Justin also argued that Christianity excels in clarity of truth. He ridiculed the gullibility and criticized the inconsistency of Greeks who received, without proof, teachings that, when asserted about Christ with greater fullness and with historical demonstration, they indicted as absurd. Justin set himself to prove that the absurdity belonged to the pagans because the truth was in Jesus.
In Justin’s argument, proof consists of three elements: historical reality, fulfillment of prophecy, and superior arguments. First, Christianity revels in the irreducible reality of its historical events. No historical evidence or documentation exists for the fabulous tales told of Zeus, Jupiter, Minerva, and others. Even if historical evidence did exist, it would be useless since those deities do not inspire or redeem humanity but brutalize and debase it. The certainty of Jesus’ actions and words is beyond question, however, both as a matter of documentation and as an item still remembered in the Christian communities.

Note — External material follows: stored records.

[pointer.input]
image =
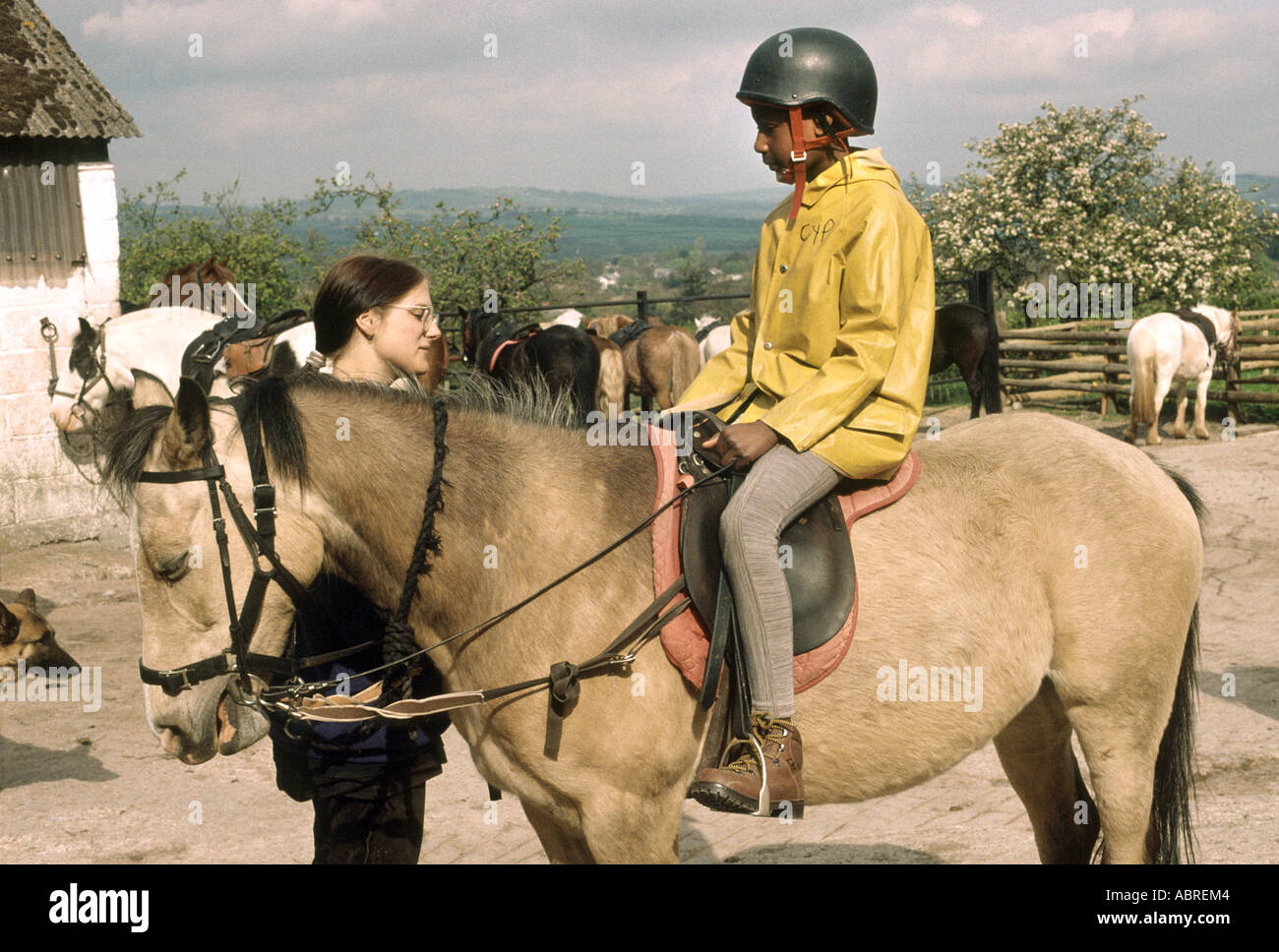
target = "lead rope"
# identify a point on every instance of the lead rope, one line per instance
(399, 643)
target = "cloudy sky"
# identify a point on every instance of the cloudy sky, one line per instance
(577, 92)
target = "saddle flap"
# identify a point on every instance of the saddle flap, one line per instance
(815, 554)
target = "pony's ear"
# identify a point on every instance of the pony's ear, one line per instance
(9, 625)
(188, 431)
(150, 389)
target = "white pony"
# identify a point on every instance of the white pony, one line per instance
(712, 341)
(105, 355)
(570, 319)
(1165, 349)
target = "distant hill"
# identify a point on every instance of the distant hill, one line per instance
(727, 205)
(608, 226)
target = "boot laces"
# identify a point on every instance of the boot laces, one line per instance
(766, 729)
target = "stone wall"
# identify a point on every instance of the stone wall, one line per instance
(42, 496)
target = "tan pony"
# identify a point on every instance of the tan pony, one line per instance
(1075, 605)
(659, 364)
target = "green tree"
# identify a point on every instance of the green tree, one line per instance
(261, 244)
(1083, 195)
(472, 257)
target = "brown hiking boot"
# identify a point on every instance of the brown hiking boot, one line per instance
(740, 788)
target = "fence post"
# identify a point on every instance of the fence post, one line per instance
(1233, 381)
(1107, 379)
(981, 291)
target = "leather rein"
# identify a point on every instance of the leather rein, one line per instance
(259, 537)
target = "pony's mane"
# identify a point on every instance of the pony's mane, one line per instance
(269, 402)
(524, 400)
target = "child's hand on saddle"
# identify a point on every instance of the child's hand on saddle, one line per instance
(742, 444)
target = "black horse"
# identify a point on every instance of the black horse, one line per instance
(966, 336)
(510, 350)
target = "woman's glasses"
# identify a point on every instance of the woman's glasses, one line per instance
(422, 312)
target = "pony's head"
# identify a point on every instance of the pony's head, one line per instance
(1227, 324)
(84, 376)
(208, 285)
(184, 602)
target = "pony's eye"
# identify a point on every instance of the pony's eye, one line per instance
(173, 568)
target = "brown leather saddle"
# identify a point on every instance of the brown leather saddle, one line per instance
(817, 555)
(1206, 327)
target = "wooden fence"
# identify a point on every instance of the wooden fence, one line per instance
(1082, 358)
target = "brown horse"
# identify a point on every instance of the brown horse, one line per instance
(659, 364)
(1078, 611)
(964, 335)
(612, 391)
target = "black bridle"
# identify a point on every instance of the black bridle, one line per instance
(96, 368)
(259, 537)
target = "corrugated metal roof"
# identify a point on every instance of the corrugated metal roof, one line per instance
(45, 89)
(41, 218)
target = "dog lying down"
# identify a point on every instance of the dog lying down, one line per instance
(27, 636)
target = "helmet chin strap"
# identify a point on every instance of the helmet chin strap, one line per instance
(800, 153)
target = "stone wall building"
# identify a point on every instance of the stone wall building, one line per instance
(59, 259)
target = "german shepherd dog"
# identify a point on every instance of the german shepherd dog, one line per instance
(26, 635)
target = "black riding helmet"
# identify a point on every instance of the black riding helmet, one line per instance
(813, 65)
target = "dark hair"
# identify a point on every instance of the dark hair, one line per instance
(352, 286)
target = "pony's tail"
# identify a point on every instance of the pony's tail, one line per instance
(685, 364)
(1169, 837)
(989, 372)
(1142, 387)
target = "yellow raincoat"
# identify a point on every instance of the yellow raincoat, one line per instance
(838, 335)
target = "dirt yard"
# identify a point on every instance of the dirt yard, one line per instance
(93, 786)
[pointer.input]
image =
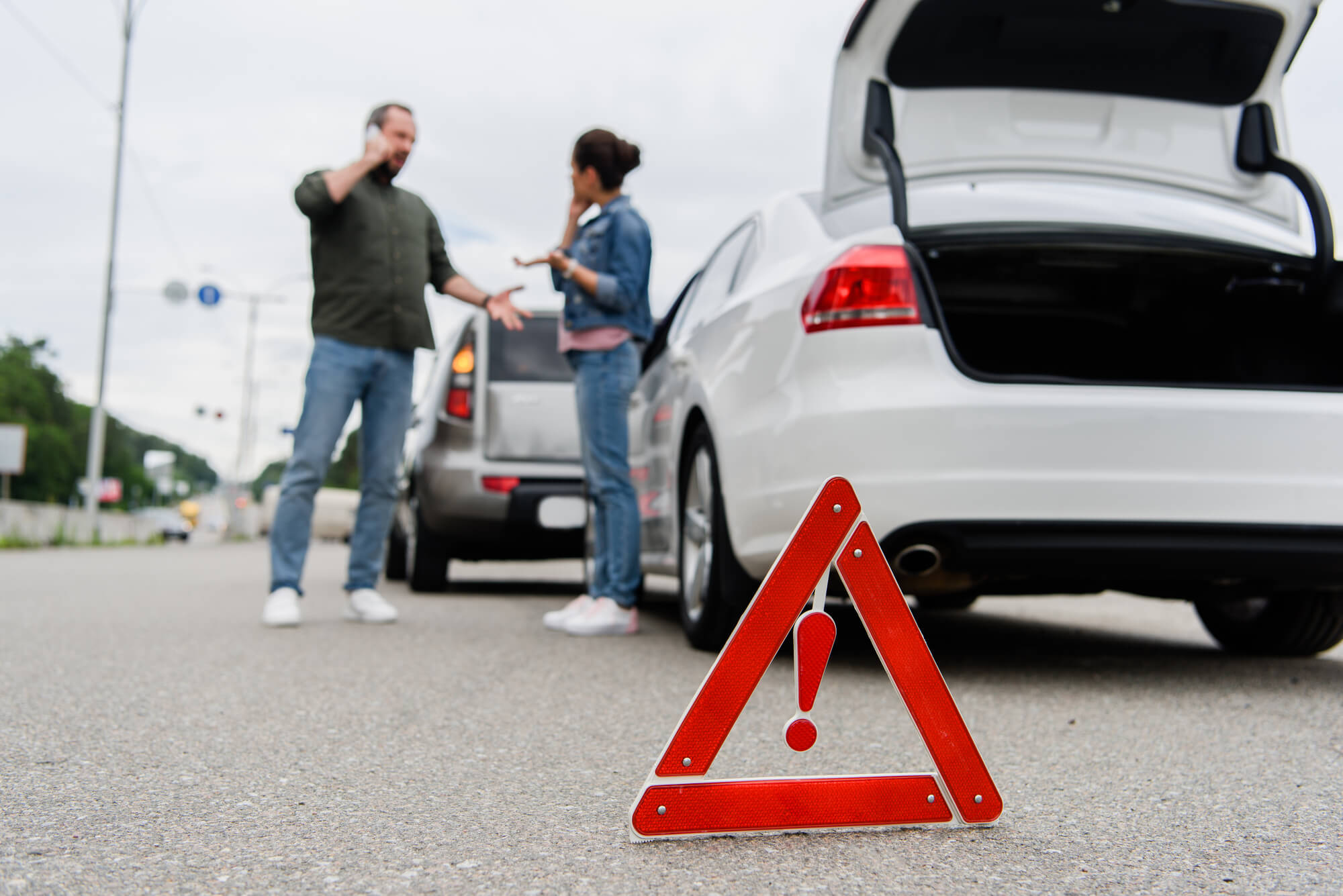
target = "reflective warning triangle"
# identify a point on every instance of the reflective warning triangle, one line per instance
(679, 801)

Second, Jesus’ fulfillment of prophecy, as already mentioned, was pervasive, accurate, and impossible to fabricate. The world was prepared carefully for His coming through the Old Testament Scriptures. John the Baptist announced it immediately prior to His appearance, and Jesus claimed to be the fulfillment of all the prophecies. These facts show that He gives us true knowledge of the One who created the world, sustains it, knows all things, and gives both eternal rewards and punishments in accordance with principles of ineffable justice.
Third, because Jesus is the historical manifestation of the truth, and there is no truth that He did not originate, everything that is true has its foundation in Christ. Justin argued that anything that was spoken well by philosophers came as a result of serious and difficult contemplation of “some part of the Logos.” Because they could not contemplate the “Whole Word,” even when they spoke well, they sometimes contradicted themselves and always knew that speaking of God was a difficult matter. Christ, however, spoke with fullness, absolute accuracy, and utter confidence. His words came from His own power, arising from intrinsic and divine understanding. No one is willing to die for Socrates or Heraclitus. But for Christ’s sake, not only the educated and philosophical, but the workmen, slaves, and uneducated not only scorn all glory but have no fear of death.